I am also not great at holding my tongue in front of other people. If a topic comes up that is a "button pusher" and brings up anger or resentment or frustration in me, I really struggle to table my thoughts and comments until I can talk to him in private. Especially since I love a good debate, this is very difficult for me. What starts as an innocent discussion can quickly morph into a heated argument without me even stopping to think if this presents Garland and I as a team or not. Don't get me wrong, I am NOT saying that wives should never disagree or lovingly joke with their husbands. I'm just saying I know that the way I communicate that sometimes can be hateful instead of playful.

I confessed all of this to Garland after listening to the podcast and asked him to help me be accountable for being a respectful wife, even in front of others. Unfortunately, he's had to lovingly remind me a couple of times (always in public, of course, that is my respect weakness), and I had to bite my tongue. And even as I sat there feeling convicted/embarrassed of my poor behavior, I could still hear my flesh telling me, "Be upset! You have the right to say whatever you want, whenever you want! Don't let him stop you from "being yourself." ' Ugh, that is some sick-nasty selfishness, pure and simple.

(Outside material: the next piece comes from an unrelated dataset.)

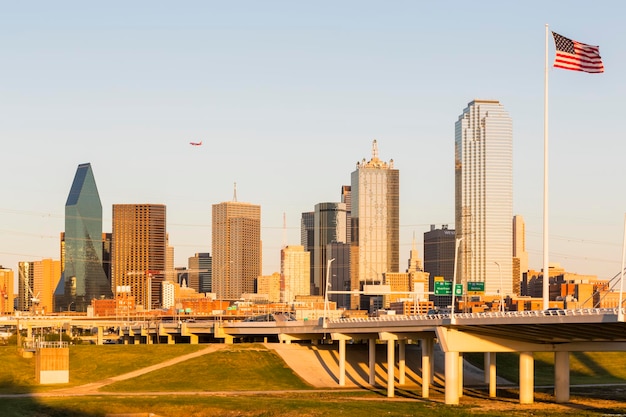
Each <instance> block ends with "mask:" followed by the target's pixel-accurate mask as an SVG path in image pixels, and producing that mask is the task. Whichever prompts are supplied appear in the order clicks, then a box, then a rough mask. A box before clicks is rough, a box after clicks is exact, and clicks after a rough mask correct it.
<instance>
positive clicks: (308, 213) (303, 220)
mask: <svg viewBox="0 0 626 417" xmlns="http://www.w3.org/2000/svg"><path fill="white" fill-rule="evenodd" d="M300 245H302V246H303V247H304V250H305V251H307V252H309V256H310V258H311V262H310V264H311V270H310V273H309V276H310V277H311V282H310V285H311V294H315V283H314V282H313V279H314V277H315V272H314V269H313V268H314V267H315V212H314V211H307V212H305V213H302V217H301V218H300Z"/></svg>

So if you are like me and struggle with being a respectful wife, here are some great tips from Grace Driscoll on how to grow in this area:
  1. Talk to your husband about what it looks like to be respectful and ask him to honestly assess your ability to respect him. Ask him to lovingly hold you accountable.
  2. Pray for your husband constantly. If there is disrespect in your head there will be disrespect in your heart which will come out in your speech. If your thoughts are constantly prayerful toward him then they won't be able to reach the ugly place.
  3. Keep a journal of all the things you notice and love about your husband. As you write them down, pray and thank the Lord for giving you your husband. 
  4. Share some of these things you love about your husband with him as an easy way to encourage him. --Garland and I do this by writing notes on each other's bathroom mirrors with a dry erase marker (sticky notes work well too!)
  5. Build him up in front of others. No matter what, people should always recognize you as your husband's #1 fan and see you as a joint team, as one.
  6. Instead of continuously nagging him about fixing a bad habit or something he needs to work on, pray that God will change his heart. Your complaining can't even begin to compete with the wrath of the Holy Spirit on a believer's conscience. 

Ephesians 5:33- "Nevertheless, each individual among you also is to love his own wife even as himself, and the wife must see to it that she respects her husband."